Getting Started

Today is sort of the beginning of the end of the beginning.

I started writing Blackbird, my first novel, on July 6, 1999, but while there’s clearly only one beginning, there were multiple endings. Drafts, revisions, times when I thought it was really done, times when I doubted. Now, though, the part where no one really knows about it but me and some close friends is really finally almost nearly over. With the Goodreads Contest running, several advance readers checking out the book, and the publicity campaign getting underway, there’s no turning back.

When I started writing Blackbird, the Internet was a very different place. So many of the things we take for granted—Google, Facebook, Amazon, Twitter, Blogging and Social Media, even smartphones and tablets—either didn’t exist or were just getting started. Back then, you could do something wacky like start a website about ninja who deliver hamburgers and get a ton of attention. Back then, one of the best ways to spread the word about your novel-in-progress was to post the chapters in serial format on a popular website devoted to funny links. Back then, things were a lot easier, and a lot harder at the same time.

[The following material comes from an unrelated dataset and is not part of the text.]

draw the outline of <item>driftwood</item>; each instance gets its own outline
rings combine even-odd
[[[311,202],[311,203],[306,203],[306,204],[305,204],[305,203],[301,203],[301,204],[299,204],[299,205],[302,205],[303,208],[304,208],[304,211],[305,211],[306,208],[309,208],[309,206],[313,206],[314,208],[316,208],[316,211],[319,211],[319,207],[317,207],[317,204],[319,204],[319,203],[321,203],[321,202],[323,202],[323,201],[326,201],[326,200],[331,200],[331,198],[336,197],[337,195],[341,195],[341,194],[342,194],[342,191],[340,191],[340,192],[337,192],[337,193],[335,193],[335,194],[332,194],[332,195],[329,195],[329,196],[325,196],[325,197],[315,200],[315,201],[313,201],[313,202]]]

While everything was busy changing, I was busy with lots of things; Blackbird was underway the entire time, but it wasn’t generally my number one focus. In addition to all things related to Ninja Burger, I was helping Fark.com out with graphics, writing columns and book reviews, designing role-playing games, working my way into the video game industry, moving cross-country and then cross-coast, and getting married, just to hit the highlights. And while I was doing some social media thingies—I had a LiveJournal for a time, and I was on Orkut and Friendster and a bunch of other sites no one really remembers any more—I wasn’t completely keeping up with social media trends. In fact, I sort of fell off the Internet about 5-6 years ago, just when a lot of things were peaking.

Point is, I’ve got some ground to make up. Turns out that the hardest part of publishing a novel isn’t the writing or the editing or the actual publishing, it’s letting people know it exists.

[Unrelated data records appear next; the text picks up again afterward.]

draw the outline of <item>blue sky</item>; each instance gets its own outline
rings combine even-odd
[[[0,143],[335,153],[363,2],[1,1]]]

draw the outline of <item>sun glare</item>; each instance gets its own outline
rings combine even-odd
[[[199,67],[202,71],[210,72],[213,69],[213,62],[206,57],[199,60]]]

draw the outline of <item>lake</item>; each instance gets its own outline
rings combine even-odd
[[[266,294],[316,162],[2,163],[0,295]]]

I have no idea what’s going to work. I’m on Twitter. I’m still on Facebook. I have a Pinterest, sort of. I’m on Goodreads. Somehow—gods only know how—I even ended up with a Wikipedia page. And now I have a blog again, the unfortunate reality of which is that the best time to have started writing one is always ten years ago, since you’re always starting from scratch as far as audience goes. I have no idea if anyone is going to read this. If anyone is going to care. But at the end of the day, I suppose it’s the same way with writing a novel. You just have to put it out there and see what happens.

So let’s see what happens, I guess.

Read, or don’t. Comment, or don’t. Email me or tweet at me. Let me know if you care and what you want to hear about. I’m going to be screaming into the void regardless. May as well say something amusing for the few people out there in the darkness who may be listening.